Una vez que la lluvia se detuvo, Sam y yo regresamos a nuestras estancias, dejando rastros de agua en el camino.
—¡Oh, Dios mío! ¡Su alteza! —Lena jadeó y corrió hacia mí tan pronto como nos vio a los dos empapados—. ¡Cómo! Conseguiré una toalla y algo de leche caliente. Por favor, quédese adentro.
Lena hizo señas para ayudarme a entrar, ignorando completamente a mi esposo. Me detuve frente a la puerta mientras miraba hacia atrás. Sam estaba parado a varios pasos de nosotros, pasándose los dedos por el cabello antes de posar sus ojos en mí.
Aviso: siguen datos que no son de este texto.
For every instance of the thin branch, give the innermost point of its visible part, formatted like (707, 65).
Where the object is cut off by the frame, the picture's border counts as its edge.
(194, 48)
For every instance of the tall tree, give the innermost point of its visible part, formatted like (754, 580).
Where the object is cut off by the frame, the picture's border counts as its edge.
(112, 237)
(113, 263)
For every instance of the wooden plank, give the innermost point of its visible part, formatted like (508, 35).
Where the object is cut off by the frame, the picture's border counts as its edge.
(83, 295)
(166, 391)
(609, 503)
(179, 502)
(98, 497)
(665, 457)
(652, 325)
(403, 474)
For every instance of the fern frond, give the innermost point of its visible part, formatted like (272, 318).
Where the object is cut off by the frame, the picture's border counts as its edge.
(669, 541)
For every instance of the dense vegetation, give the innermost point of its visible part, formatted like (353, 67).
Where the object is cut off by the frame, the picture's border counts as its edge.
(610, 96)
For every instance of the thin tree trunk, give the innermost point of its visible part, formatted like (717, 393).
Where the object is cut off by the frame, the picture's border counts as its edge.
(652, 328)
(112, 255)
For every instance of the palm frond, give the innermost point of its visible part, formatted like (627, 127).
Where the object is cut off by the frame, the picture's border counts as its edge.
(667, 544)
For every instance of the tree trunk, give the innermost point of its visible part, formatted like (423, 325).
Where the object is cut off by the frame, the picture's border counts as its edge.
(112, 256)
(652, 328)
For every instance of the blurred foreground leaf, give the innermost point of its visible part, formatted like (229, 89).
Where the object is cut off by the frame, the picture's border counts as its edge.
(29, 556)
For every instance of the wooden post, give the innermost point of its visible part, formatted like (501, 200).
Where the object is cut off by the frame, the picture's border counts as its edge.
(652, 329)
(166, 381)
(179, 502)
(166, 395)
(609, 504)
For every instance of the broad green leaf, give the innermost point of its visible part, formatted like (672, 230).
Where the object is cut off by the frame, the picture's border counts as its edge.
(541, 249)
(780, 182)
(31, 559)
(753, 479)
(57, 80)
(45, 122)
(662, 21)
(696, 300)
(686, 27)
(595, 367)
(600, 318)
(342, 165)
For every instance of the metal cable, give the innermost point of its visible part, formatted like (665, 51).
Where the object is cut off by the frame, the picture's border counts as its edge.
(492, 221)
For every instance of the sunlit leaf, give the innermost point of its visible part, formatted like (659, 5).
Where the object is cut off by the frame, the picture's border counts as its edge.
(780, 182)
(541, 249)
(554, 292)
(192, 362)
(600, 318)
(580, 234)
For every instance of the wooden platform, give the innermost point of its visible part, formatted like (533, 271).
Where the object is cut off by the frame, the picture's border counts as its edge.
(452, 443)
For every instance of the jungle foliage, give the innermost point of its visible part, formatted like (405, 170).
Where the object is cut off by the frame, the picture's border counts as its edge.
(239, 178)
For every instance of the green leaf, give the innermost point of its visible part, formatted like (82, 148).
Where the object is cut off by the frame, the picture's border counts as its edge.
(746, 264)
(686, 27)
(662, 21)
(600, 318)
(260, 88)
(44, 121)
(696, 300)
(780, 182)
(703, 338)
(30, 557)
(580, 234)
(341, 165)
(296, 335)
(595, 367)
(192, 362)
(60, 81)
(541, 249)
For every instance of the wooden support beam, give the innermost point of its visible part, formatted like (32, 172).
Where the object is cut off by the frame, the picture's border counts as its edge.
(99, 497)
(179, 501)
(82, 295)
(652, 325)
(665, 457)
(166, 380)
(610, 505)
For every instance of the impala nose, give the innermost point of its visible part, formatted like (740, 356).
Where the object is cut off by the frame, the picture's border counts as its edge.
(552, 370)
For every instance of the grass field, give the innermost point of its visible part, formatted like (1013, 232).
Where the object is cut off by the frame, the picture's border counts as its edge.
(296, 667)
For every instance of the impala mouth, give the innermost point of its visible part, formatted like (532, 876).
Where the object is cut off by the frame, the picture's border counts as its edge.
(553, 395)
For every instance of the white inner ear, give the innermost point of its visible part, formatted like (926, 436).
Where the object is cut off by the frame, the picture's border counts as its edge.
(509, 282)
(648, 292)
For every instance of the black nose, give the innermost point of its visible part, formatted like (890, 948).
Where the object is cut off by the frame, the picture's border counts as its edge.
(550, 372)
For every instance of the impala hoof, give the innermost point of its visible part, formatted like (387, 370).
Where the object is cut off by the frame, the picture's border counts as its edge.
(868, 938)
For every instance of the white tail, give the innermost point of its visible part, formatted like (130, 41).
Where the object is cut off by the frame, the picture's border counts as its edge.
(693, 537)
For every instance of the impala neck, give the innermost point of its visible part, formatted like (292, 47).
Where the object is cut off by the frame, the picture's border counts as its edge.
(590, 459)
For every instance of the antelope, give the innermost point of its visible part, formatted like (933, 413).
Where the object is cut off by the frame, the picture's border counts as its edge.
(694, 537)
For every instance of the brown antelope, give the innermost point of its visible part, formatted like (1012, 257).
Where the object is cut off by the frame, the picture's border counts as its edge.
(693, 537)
—Volveré más tarde —dijo con su habitual sonrisa juguetona—. No cojas un resfriado.
Sam me hizo un leve asentimiento antes de saludar con la mano, haciendo un gesto para que entrara. Fruncí los labios y tomé una respiración profunda.
—Sam —lo llamé, haciendo que su ceja se arqueara—. Yo… nada.
Quería decirle montones de cosas, pero no pude.
—La sangre nunca miente, amor —Sus labios se estiraron más hasta que sus ojos se entrecerraron.